- Librettist: Peter Sellars
- Language: English
- Based on: Letters by Louise Clappe
- Premiere: November 21, 2017 San Francisco Opera

= Girls of the Golden West (opera) =

2017 opera by John Adams

Girls of the Golden West is an opera in two acts with music by John Adams and a libretto by Peter Sellars. The San Francisco Opera commissioned the work jointly with Dallas Opera, the Dutch National Opera (De Nationale Opera) and Teatro La Fenice in Venice. The opera was premiered in San Francisco on November 21, 2017. The running time is 160 minutes.

==Composition history==
The opera is inspired by the 1851/1852 letters of Louise Clappe, who lived for a year and a half in the mining settlement of Rich Bar (now Diamondville, California) during the California Gold Rush. Clappe published the letters under the pen name Dame Shirley. The libretto is also sourced from other literature of the period, including newspaper articles and the writings of Mark Twain. Adams wrote, "To be able to set to music the authentic voices of these people, whether from their letters or their songs or from newspaper accounts from their time, is a great privilege for me." Sellars, who also directed the opera, conceived the libretto while doing research for a production of Giacomo Puccini's 1910 opera La fanciulla del West (based on David Belasco's 1905 play The Girl of the Golden West), which also deals with the gold rush period. According to Sellars, "These true stories of the Forty-Niners are overwhelming in their heroism, passion and cruelty, telling tales of racial conflicts, colorful and humorous exploits, political strife and struggles to build anew a life and to decide what it would mean to be American."

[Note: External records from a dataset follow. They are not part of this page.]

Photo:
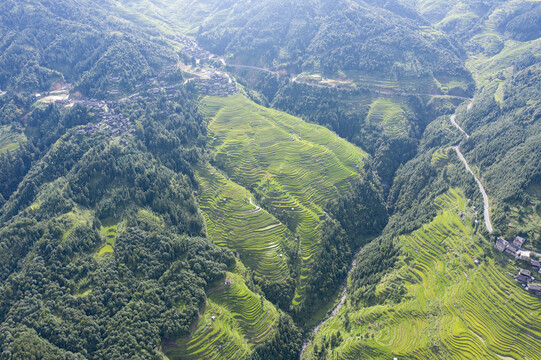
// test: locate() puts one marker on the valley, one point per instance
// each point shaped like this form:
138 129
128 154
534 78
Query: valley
186 179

Sellars's previous collaborations with Adams have included premiere productions of Nixon in China, The Death of Klinghoffer and Doctor Atomic (for which Sellars also wrote the libretto).

==Roles==

| Role | Voice type | Premiere cast, 21 November - 10 December 2017 (Conductor: Grant Gershon) | European Premiere cast, 28 February - 17 March 2019 (Conductor: Grant Gershon) | Los Angeles Premiere Cast, 27 & 29 January 2023 (Conductor: John Adams) |
|---|---|---|---|---|
| Dame Shirley | soprano | Julia Bullock | Julia Bullock | Julia Bullock |
| Ned Peters | bass-baritone | Davóne Tines | Davóne Tines | Davóne Tines |
| Joe Cannon | tenor | Paul Appleby | Paul Appleby (Lucas van Lierop March 13 & 17) | Paul Appleby |
| Ah Sing | soprano | Hye Jung Lee | Hye Jung Lee | Hye Jung Lee |
| Clarence | bass-baritone | Ryan McKinny | Ryan McKinny | Ryan McKinny |
| Josefa Segovia | mezzo-soprano | J'Nai Bridges | J'Nai Bridges | Daniela Mack |
| Ramón | baritone | Elliot Madore | Elliot Madore | Elliot Madore |
| Lola Montez | dancer | Lorena Feijóo |  |  |
| Fayette | actor | Kai Brothers | Carlos García Estévez |  |
| Chorus of Miners | Chorus of Male Voices | San Francisco Opera Chorus | Dutch National Opera Chorus | Los Angeles Master Chorale |

==Recording==
In January 2023 two live performances of the opera, performed at Walt Disney Concert Hall and conducted by the composer were recorded for Nonesuch Records, and were released in April 2024.